First Published in the Tri-Town Transcript Sep. 17, 2014
It’s time to face reality. The Giant Sparkle, which Regular Readers know is our giant silver mini-van, (may it shine and twinkle forever) is a Giant Failure in the snow. And, as they say here south of the wall, winter’s coming. I’m not sure if the ‘frictionless’ setting was an after-factory add-on or came standard, but I’m done with the view it afforded me from the on-ramps and snow banks where it manifested itself. So we began to research cars with all-wheel drive, that tall people could fit in, plus children with backpacks and endless gear, plus a pallet of snacks, plus the occasional giant dog, and had good gas mileage.

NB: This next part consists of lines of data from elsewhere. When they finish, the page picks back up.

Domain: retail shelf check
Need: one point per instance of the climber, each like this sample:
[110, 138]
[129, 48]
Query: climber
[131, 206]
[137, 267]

To make things easier, I ruled out SUVs, wagons, or anything boring.
I was explaining all this to my friend. ”And so we whittled down our list and decided to go look at . . .”
”Wait,” she interrupted. “We’ve been making the same list! We used the same criteria.”
I looked at her.
She looked at me.
”We’re looking at a Mini Cooper Countryman.”
Huh. Was this weird? Was there something deeper going on? I couldn’t help but recall the comment my hipster cousin recently made on Facebook about people and their ‘trying too hard’ cars. His listed included the Countryman. Was I trying too hard? Both my friend and I are 40, with kids in that jarring, maybe-we’re getting-old, tween world. Was this some sort of pre-mid-life crisis?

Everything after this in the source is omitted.